是观看者的心情赋予珍茹德这座城市形状。如果你吹着口哨昂首而行,你对她的认识就是自下而上的:窗台、飘动的窗帘、喷泉。如果你指甲掐着手心低头走路,你的目光就只能看到路面、水沟、下水道口的盖子、鱼鳞和废纸。你无法说这种风貌比那种更加真实,但是关于珍茹德高处的情况,你大多要靠来自别人的记忆,他们正在向珍茹德的底部下行,每天都沿着相同的街道行走,都能看到前一天的愁闷沉淀在街角墙根。所有的人,或迟或早都将视线顺着排水管移动,再也离不开铺设路面的石子。与此相反的情形并不排除,但是肯定罕见:因此,我们继续在珍茹德的街道上行走,目光投进地窖、地基和水井中。

城市与名字 之一

关于阿格劳拉,我所能告诉你的,不外乎当地居民们口头常说的话:一系列关于道德的箴言,一系列关于过错的格言,一些奇谈怪论,还有一些对规则的执拗的见解。对古代的观察家,我们没有理由怀疑他们的诚实,而他们都认为阿格劳拉具有持久的混合的品质,当然也少不了把他们那个时代其他城市的品质融合进去。无论是传说的还是看到的阿格劳拉,比起当初或许都没有多少变化,但是她的奇特之处在于,从前认为平常的,如今已经变得古怪,从前以为怪诞的,如今已经成为习惯,而且由于德行与过错观念的改变,使得它们不再带来美誉或恶名。就这一方面的意义而言,有关阿格劳拉的一切说法都不属实,但是它们已经为这座城市建造了坚固可靠的形象,而凭借居住在城市里所能得出的评论却少有实质。结论是:传说中的城市很大部分是其实际存在需要的,而在她自己的土地上存在的城市,却较少存在。

那么,如果我要根据自己亲眼所见与亲身经历向你描绘阿格劳拉,就只能告诉你,那是一座毫无色彩、毫无特征、只是随意地建在那里的城市。但是,这话也并不真实:在某些时刻、某些街道上,你会看到某种难以混淆的、罕见的、甚至是辉煌的事物;你想讲述这件事物,可是那些关于阿格劳拉的所有传说已经把你的词汇给封住了,你只能重复那些传说的话,却讲不出自己的话来。
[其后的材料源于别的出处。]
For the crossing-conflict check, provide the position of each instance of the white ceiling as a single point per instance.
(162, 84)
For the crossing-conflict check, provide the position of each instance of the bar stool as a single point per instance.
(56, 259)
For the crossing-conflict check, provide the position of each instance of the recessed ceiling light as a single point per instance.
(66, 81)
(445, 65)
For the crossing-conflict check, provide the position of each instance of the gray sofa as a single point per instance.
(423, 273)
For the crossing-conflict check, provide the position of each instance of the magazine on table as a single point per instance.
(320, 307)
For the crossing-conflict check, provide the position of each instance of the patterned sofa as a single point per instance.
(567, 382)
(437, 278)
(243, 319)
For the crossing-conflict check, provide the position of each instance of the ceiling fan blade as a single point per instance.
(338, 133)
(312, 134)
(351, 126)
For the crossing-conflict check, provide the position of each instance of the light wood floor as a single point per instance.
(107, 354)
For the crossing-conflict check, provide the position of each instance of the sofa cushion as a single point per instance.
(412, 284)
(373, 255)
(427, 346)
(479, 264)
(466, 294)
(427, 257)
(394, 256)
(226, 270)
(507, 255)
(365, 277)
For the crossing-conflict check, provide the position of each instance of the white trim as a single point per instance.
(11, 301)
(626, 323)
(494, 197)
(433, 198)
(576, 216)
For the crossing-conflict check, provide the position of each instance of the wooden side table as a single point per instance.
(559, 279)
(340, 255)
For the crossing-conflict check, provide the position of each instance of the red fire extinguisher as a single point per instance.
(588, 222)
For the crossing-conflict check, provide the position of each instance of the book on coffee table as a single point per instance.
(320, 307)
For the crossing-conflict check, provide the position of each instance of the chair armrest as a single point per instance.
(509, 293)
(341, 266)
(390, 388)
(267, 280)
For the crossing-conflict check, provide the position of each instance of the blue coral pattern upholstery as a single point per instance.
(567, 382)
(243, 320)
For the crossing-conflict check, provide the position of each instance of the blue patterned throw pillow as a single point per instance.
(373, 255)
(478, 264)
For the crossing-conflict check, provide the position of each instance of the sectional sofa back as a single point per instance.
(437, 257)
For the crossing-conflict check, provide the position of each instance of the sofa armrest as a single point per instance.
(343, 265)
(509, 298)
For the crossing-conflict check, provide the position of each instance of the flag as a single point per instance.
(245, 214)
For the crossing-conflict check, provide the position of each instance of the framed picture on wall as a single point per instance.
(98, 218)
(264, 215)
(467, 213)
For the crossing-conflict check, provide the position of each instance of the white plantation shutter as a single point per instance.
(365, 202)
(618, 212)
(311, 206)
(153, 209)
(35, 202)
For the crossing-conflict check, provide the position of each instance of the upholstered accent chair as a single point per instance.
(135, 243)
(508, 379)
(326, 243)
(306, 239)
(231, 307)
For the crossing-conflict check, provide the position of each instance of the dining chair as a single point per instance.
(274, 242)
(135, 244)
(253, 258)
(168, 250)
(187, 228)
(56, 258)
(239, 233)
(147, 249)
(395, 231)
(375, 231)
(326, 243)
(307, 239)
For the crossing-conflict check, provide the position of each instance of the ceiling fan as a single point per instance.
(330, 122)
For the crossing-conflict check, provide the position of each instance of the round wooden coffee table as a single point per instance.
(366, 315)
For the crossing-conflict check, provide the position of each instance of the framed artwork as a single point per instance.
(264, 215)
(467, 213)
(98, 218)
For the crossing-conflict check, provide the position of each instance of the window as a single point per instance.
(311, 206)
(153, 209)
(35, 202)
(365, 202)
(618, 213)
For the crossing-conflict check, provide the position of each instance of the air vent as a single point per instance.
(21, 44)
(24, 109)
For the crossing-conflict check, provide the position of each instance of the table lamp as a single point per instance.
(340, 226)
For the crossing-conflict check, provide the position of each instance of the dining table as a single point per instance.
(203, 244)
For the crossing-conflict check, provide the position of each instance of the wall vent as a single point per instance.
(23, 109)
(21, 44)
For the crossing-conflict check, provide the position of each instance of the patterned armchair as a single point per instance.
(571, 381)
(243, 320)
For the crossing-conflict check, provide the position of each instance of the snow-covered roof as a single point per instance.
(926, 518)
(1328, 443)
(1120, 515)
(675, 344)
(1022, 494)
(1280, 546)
因此,当地居民始终相信他们居住的是一座建立在自己名字之上的阿格劳拉城,而不能发现那座生长在自己土地上的阿格劳拉城。虽然我愿意在记忆中将两座城市区分开保存,但是只能向你讲述其中一座,另外那座则无法用言语表述,因为她早已消逝了。

可汗说过,“从今往后,由我来描绘城市,而你则在你的旅行中验证它们是否存在。”

但是,马可·波罗眼中所见的城市总是跟皇帝想象的不一样。

“我在头脑里建造一座样板城市,可以按照她来演变出所有可能的城市来,”忽必烈说。“她包含一切符合常规的东西。鉴于现有的城市都或多或少偏离常规,我就只需预先料想到常规的种种例外,便能计算出它们最可能的组合形式来。”

“我也曾经想过一个样板城市,由此而演变出其他所有城市来,”马可·波罗回答。“它是由各种例外、障碍、矛盾、不合逻辑与自相冲突构成的。假如这般组合的城市的存在可能性最小,那么只需减少一点不正常的成分,就可以提高其存在的可能性。所以,只要我剔除我的样板模式中的一些例外,无论按照什么程序进行,都能到达一座总是作为例外而存在的城市。不过,不能把我的这类活动推出一定的界限:否则我将会得到一些可能性过高、反而不真实的城市来。”